Hopefully, it won't mess with loading the weights from the pretrained model. I don't think it will.
Cool - let me try it out . While config.hidden_size is the size of the last layer from bert (and in some sense the size of my embedding, I guess I am struggling to figure out the size of vocabulary. It's probably the Bert vocabulary size hiding somewhere in the config. max_seq_length is user specified so we already can assume padded sequences.Agreed the rest is carefully initializing the model and writing up the forward correctly... (which might be non trivial for me!) Let me get back to you. Thanks.
If it doesn't work, you can always decouple BERT and the CNN and just feed the BERT outputs to the CNN.
I'm no expert myself, but you seem to be doing fine to me!
Well - I got a model to work with some simple linear layers. So that is progress. I need to work out tensor sizes - bert is sending out tensors (64x768) - where 64 is batch size. I assume for each sentence I am receiving once embedding of size 768. I 've got to figure out how to go from there to a Vocabulary x Document matrix - I think it means that somewhere BERT is averaging over the words. OR I simply ned to forget about word embeddings and simply do a 1D convolution at the document level....will think some more and update.
You da boss.
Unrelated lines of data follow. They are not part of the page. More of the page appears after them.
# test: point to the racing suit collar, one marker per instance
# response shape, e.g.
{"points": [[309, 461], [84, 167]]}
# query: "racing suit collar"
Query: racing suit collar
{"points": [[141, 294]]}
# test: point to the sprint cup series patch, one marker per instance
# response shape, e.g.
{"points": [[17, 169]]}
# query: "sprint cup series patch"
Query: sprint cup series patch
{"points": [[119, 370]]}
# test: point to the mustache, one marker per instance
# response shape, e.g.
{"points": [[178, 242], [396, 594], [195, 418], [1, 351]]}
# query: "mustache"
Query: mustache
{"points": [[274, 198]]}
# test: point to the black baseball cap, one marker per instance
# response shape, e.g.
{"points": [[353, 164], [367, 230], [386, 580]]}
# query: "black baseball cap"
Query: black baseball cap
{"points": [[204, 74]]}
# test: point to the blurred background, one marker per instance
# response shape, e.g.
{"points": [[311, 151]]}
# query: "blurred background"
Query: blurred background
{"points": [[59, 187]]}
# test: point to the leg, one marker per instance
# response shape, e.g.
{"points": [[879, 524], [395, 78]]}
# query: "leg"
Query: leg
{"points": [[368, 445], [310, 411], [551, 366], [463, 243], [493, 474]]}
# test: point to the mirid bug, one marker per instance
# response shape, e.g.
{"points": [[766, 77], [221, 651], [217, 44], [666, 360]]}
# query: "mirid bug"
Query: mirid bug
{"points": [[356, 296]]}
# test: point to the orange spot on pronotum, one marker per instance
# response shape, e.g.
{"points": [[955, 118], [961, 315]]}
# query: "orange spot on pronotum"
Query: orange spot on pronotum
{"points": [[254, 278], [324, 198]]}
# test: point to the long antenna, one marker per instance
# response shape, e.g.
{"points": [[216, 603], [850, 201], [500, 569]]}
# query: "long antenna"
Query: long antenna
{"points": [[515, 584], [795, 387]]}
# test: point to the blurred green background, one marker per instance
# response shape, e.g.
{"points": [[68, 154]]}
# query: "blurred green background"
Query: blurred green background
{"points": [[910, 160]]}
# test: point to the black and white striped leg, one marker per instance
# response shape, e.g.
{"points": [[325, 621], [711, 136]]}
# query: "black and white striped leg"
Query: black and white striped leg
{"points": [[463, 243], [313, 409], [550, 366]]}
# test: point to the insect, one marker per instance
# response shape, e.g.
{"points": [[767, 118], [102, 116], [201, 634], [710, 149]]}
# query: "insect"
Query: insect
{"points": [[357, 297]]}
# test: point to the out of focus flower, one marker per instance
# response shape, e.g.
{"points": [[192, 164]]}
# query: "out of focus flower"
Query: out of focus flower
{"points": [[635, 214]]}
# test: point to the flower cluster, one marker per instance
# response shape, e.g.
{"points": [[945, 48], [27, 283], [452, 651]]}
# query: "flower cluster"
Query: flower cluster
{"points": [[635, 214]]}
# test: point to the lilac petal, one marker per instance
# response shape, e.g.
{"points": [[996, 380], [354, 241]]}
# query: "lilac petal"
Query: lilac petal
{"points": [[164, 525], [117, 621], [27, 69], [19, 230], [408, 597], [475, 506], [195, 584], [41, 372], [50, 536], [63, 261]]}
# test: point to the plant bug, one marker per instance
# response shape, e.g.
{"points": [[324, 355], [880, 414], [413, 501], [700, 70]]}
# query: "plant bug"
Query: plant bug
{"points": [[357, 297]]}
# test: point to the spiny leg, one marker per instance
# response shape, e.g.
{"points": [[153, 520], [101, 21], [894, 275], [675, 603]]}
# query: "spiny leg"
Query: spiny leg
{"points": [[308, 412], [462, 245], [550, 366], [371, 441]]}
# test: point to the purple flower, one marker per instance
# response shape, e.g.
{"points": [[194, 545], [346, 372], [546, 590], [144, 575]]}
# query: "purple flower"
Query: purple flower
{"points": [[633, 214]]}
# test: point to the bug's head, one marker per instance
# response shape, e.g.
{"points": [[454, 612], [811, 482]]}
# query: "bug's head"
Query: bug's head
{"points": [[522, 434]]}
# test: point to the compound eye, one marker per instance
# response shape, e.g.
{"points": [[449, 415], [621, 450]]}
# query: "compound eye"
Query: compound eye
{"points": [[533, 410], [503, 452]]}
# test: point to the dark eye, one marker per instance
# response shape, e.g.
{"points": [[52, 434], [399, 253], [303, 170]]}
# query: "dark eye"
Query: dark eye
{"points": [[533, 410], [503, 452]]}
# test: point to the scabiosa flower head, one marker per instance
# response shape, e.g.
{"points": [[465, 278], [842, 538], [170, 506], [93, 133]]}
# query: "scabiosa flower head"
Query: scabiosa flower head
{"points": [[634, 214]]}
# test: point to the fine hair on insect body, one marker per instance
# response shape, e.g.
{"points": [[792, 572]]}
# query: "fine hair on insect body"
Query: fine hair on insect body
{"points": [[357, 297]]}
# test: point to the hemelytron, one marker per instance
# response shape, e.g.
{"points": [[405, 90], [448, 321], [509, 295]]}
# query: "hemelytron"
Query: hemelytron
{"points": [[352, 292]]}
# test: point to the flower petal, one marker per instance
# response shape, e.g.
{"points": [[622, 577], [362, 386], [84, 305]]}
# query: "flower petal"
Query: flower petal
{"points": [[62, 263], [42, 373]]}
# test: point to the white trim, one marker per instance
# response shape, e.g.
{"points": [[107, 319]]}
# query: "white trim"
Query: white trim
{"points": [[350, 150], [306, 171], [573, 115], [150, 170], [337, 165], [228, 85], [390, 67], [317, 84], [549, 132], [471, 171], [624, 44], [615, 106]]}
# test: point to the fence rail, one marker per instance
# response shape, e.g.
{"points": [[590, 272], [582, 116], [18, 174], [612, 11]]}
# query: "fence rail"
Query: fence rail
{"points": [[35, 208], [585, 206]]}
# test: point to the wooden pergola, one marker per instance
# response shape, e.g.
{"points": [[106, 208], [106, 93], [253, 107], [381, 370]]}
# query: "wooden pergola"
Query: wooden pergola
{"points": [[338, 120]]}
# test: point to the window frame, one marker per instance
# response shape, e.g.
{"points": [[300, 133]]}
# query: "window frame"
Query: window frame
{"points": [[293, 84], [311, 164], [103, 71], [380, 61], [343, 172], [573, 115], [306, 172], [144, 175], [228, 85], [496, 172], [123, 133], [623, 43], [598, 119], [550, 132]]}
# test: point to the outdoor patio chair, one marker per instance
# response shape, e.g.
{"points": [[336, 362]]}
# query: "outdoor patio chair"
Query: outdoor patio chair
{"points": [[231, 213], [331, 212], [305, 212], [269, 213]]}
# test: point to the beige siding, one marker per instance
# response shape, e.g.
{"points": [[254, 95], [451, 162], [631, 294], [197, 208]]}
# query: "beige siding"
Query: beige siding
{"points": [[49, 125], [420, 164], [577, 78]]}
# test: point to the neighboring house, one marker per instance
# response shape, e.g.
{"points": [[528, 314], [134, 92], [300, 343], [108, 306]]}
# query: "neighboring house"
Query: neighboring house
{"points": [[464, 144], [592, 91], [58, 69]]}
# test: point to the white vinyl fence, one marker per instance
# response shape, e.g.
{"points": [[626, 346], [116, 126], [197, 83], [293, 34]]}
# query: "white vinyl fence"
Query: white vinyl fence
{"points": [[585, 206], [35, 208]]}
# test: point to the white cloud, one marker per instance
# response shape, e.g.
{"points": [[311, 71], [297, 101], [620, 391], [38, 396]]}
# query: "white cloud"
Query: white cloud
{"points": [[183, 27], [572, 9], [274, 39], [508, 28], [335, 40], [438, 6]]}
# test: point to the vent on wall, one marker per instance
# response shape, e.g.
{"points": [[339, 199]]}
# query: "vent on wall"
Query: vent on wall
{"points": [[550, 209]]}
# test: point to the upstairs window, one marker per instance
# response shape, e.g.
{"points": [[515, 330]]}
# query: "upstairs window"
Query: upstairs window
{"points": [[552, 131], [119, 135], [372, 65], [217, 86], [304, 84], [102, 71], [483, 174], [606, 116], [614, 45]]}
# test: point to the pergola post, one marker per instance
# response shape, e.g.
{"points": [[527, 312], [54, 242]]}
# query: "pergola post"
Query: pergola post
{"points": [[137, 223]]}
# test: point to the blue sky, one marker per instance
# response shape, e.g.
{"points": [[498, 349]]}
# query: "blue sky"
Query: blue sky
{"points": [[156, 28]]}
Yep can do all sorts of models once you realize they offer up access to all layers to convolve /lstm over. I am curious if you know about the apex installation - one seems to be pure python vs the other uses c compiler - which one do you use?
Great!
I use the Apex version with C++ extensions. The pure python version is lacking a few features. I don't see any reason not to use the C++ version.
I am having some issue with apex on a debian server....well fingers crossed. Thanks for all the input! i had been wanting to get into pytorch for a while and now I am in!
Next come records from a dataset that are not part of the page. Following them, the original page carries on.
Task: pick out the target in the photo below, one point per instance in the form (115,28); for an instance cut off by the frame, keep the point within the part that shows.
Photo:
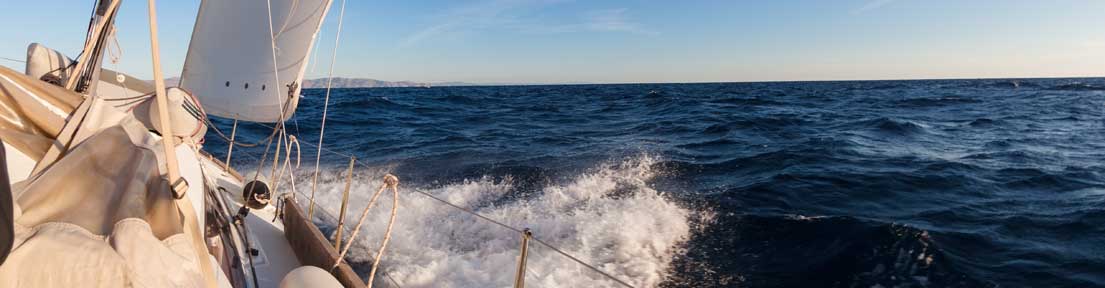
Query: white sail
(230,61)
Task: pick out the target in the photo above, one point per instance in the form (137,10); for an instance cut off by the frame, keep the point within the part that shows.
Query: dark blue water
(892,183)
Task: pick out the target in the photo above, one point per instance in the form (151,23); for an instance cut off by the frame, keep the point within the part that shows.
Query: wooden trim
(312,247)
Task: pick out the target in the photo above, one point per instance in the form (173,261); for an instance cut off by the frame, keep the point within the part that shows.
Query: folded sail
(230,60)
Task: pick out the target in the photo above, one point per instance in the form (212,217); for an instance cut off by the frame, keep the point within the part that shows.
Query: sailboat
(106,182)
(109,184)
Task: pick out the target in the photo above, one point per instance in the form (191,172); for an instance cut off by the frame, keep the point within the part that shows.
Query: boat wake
(608,216)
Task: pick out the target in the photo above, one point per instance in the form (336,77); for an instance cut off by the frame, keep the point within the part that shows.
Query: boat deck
(275,257)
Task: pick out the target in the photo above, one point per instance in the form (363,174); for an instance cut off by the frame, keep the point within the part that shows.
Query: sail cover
(229,66)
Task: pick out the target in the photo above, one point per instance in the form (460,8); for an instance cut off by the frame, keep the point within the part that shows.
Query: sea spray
(609,217)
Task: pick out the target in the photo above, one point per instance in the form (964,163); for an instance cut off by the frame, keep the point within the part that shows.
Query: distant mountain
(360,83)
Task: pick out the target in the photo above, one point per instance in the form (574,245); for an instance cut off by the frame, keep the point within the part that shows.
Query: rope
(469,211)
(326,104)
(13,60)
(389,181)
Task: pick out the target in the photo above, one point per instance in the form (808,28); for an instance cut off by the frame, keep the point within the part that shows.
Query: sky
(622,41)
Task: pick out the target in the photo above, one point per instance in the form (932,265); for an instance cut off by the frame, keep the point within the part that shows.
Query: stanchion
(345,204)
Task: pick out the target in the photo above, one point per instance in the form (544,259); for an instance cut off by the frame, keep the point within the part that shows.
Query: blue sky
(591,41)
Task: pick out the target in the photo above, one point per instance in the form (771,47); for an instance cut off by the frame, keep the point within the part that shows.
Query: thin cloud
(873,4)
(511,14)
(613,20)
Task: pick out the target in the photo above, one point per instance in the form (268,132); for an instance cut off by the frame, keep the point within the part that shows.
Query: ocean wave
(892,126)
(760,251)
(609,217)
(1077,86)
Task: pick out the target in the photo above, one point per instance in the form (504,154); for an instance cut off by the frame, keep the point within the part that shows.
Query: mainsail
(230,66)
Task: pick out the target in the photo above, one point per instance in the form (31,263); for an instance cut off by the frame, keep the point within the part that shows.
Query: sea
(871,183)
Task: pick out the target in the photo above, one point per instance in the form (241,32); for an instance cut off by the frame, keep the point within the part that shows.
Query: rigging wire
(326,104)
(501,224)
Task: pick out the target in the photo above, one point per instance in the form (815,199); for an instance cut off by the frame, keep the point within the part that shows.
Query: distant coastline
(370,83)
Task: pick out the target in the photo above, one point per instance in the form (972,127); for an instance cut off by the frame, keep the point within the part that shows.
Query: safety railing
(525,235)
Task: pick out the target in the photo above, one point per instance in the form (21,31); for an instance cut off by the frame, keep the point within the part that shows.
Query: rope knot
(390,181)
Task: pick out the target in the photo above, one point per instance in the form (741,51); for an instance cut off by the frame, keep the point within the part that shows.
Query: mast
(85,75)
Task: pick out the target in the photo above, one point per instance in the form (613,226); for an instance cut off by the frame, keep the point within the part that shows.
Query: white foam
(609,217)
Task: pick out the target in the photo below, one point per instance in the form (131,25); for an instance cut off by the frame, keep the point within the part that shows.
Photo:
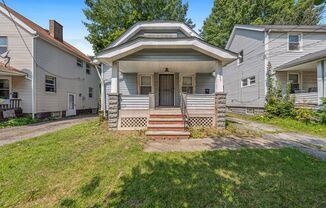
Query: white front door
(71,105)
Odd. I never had issues with any Ubuntu based distros.
Welcome to Pytorch!
Thanks - its a server which is stuck on pip 8.1 . But looks like i could get it to wirk with conda. fingers crossed.
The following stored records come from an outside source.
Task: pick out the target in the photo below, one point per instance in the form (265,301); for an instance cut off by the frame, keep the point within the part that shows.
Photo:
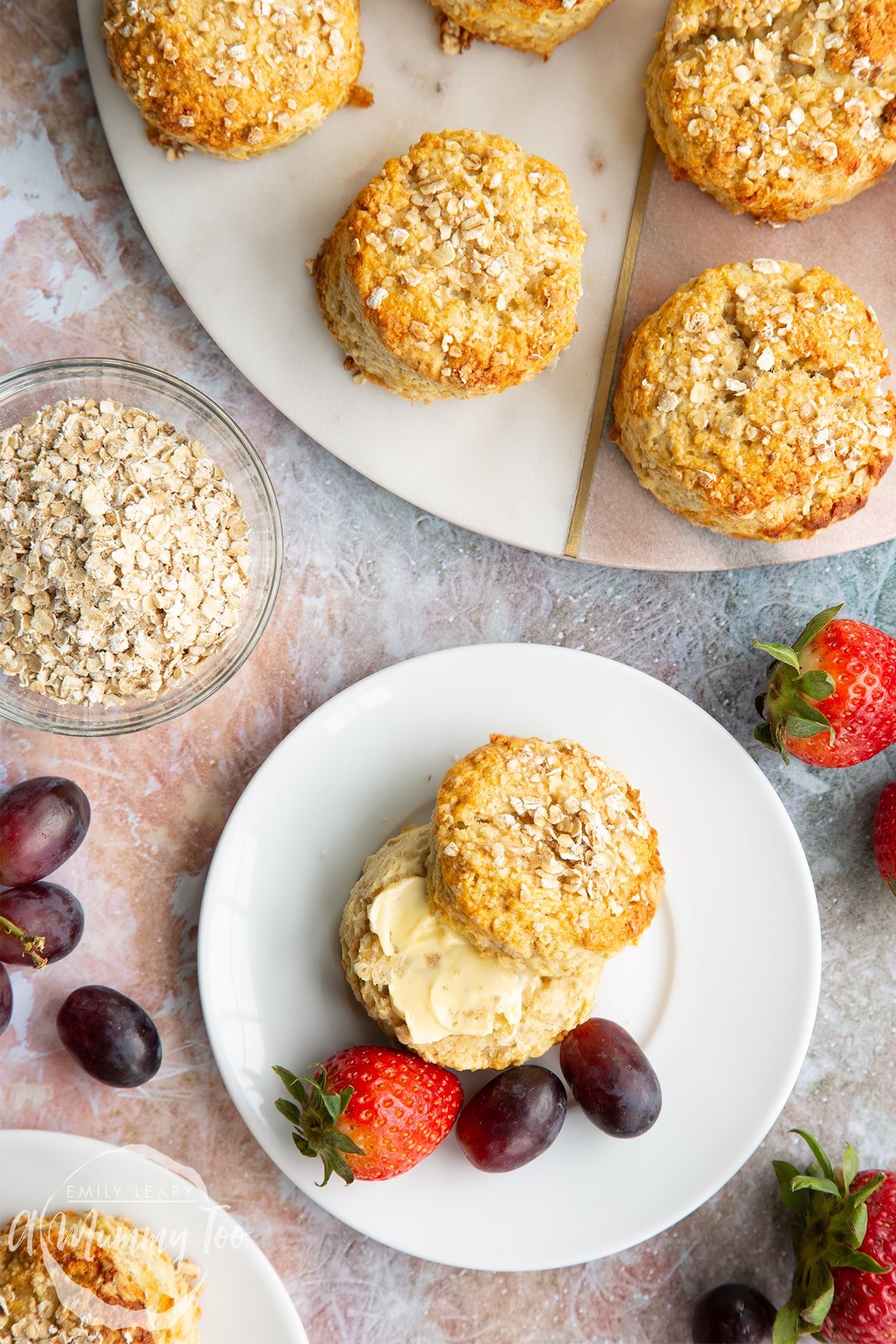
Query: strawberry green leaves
(314,1113)
(829,1225)
(788,712)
Ok it works with conda!!! - should apex batchnorm 32 be True? and O1 vs O2 - which way worked for you?
I don't think I changed batchnorm. Doesn't it get set when you change the opt level? I used opt 1. Opt 2 was giving me NaN losses.
Defaults for this optimization level are: enabled : True opt_level : O1 cast_model_type : None patch_torch_functions : True keep_batchnorm_fp32 : None master_weights : None loss_scale : dynamic
Tht is the default when I run the models - not sure if that should be something else.keep_batchnorm_fp32 : None , I'll dig around and report.
Yeah, I just kept the defaults there.
Thanks to your help - I have added custom losses, special initialization and a bunch of other things as extensions.
I am now trying to mess with the sentence classification model itself. It is a linear layer on top of the bert model. What I would like to do is a) freeze all of bert. b) add a cnn over and above. https://github.com/Shawn1993/cnn-text-classification-pytorch/blob/master/model.py
I ant to compare results with a fozen and unfrozen bert. Any pointers would be most appreciated.